Jérôme Cahuzac lors de sa comparution devant le tribunal à Paris le 5 septembre. | PHILIPPE LOPEZ / AFP

Des comptes en Suisse, à Singapour ou sur l’île de Man. L’ancien ministre du budget, Jérôme Cahuzac, va être fixé sur son sort, jeudi 8 décembre. Ira-t-il en prison pour avoir fraudé le fisc français, quatre ans après avoir déclenché le plus retentissant scandale du quinquennat de François Hollande ?

A l’issue de deux semaines de procès devant le tribunal correctionnel de Paris, le parquet a requis, en septembre, de la détention ferme contre les ex-époux Cahuzac, dénonçant « une vie familiale enracinée dans la fraude ». Le parquet national financier (PNF), né de cette affaire, a demandé trois ans de prison ferme et cinq ans d’inéligibilité contre l’ancien maire de Villeneuve-sur-Lot (Lot-et-Garonne) et ancien député socialiste et deux ans ferme contre son ex-épouse Patricia.

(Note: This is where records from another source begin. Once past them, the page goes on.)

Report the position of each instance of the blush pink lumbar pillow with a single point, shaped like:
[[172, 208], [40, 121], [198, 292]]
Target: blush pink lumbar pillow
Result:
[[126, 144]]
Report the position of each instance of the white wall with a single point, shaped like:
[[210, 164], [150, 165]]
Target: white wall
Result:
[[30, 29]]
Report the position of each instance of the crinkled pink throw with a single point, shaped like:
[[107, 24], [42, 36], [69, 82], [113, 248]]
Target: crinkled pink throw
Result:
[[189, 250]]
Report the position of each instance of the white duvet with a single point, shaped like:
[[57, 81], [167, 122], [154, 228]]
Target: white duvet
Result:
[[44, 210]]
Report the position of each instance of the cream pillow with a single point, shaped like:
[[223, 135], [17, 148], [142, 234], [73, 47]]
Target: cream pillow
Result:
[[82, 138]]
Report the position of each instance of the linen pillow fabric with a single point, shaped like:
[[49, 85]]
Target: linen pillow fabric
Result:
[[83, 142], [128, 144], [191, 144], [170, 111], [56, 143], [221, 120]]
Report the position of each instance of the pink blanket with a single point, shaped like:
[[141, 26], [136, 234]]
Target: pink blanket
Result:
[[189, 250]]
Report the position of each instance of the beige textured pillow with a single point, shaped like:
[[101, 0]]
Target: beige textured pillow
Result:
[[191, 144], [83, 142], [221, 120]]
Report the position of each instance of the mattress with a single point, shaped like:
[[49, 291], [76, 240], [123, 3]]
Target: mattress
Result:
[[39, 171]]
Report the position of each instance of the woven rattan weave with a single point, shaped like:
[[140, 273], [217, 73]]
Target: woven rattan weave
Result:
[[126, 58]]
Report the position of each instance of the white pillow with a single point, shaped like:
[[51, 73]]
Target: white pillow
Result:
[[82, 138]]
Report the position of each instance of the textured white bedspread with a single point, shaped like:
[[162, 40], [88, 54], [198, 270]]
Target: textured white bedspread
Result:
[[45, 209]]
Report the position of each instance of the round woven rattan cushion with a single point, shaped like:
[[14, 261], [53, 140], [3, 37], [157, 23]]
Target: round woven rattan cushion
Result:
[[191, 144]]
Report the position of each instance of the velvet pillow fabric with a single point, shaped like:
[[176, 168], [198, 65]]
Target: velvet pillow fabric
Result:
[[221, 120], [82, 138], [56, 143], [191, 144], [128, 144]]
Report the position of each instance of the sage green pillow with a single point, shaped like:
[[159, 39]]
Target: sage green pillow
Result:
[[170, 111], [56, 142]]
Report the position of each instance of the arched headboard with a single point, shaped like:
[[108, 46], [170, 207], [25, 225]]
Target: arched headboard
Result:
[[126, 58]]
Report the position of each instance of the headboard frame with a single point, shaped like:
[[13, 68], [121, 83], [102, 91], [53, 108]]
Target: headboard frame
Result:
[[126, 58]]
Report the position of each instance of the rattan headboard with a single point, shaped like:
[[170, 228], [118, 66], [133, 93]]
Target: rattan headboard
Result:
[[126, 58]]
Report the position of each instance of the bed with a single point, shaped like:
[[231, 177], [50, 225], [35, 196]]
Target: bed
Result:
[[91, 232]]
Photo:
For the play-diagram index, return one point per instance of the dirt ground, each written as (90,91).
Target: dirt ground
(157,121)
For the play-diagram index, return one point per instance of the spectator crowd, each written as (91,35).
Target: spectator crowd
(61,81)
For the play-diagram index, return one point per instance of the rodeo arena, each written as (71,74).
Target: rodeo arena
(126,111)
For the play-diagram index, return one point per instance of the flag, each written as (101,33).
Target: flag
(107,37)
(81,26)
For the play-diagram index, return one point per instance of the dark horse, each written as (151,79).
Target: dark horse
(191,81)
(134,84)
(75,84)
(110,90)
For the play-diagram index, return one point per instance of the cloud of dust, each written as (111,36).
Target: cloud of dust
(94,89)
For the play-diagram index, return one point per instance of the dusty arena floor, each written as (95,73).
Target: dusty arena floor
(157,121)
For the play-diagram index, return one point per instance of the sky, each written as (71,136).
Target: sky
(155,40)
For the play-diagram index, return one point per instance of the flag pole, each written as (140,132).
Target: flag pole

Ce scandale restera comme le premier accroc à la « République exemplaire » voulue par François Hollande : depuis, la France a renforcé ses outils contre la fraude, avec la création d’une Haute Autorité pour la transparence de la vie publique, un statut pour les lanceurs d’alerte, une agence anticorruption.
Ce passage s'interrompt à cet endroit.